Самым простым и в то же время наиболее полюбившимся простому народу зрелищем, пожалуй, приходится признать вождение медведя. В роли вожаков медведей выступают, согласно Эвлийи Челеби{484}, цыгане, обосновавшиеся в квартале Балат общим числом в 70 человек. Со своими медведями они ходят по столичным улицам, а на площадях главным образом народных кварталов устраивают представления — заставляют медведя плясать под звон бубна, — после чего обходят зрителей с шапкой для пожертвований.
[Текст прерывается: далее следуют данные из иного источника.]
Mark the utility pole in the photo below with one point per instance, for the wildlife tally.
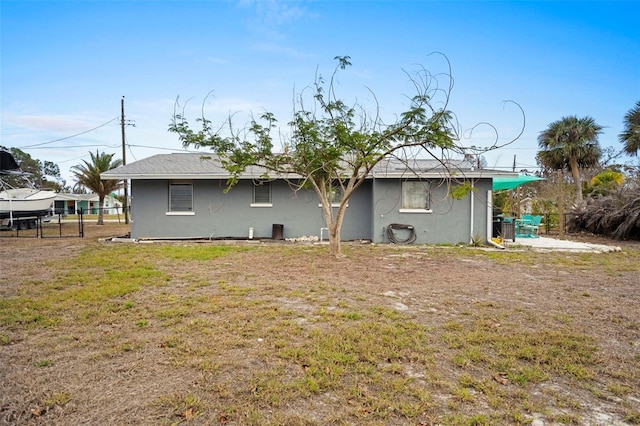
(125, 204)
На площадях народных кварталов можно встретить и публичного рассказчика (меддах), повествующего всякого рода захватывающие или комические истории. Меддах пользуется очень простыми средствами: «он представляется слушателям и зрителям, сидя на стуле и держа на коленях довольно широкий платок. К этому платку он прибегает всякий раз, когда, устав от рассказа и желая перевести дыхание, переходит к пантомиме, длящейся обычно две-три секунды. Однако главное употребление этого платка состоит все же в том, что оратор время от времени подносит его ко рту, чтобы изменить голос, так как говорит он разными голосами своих персонажей. Эта имитация речи и действий разных лиц как раз и составляет „соль“ представлений как этого театра одного актера, так и вообще турецкого народного театра. Вот так рассказ меддаха переходит в диалог и даже в обмен репликами трех или более лиц, причем каждое из них говорит на свой манер, употребляя характерные именно для данного типажа обороты речи и его акцент»{485}.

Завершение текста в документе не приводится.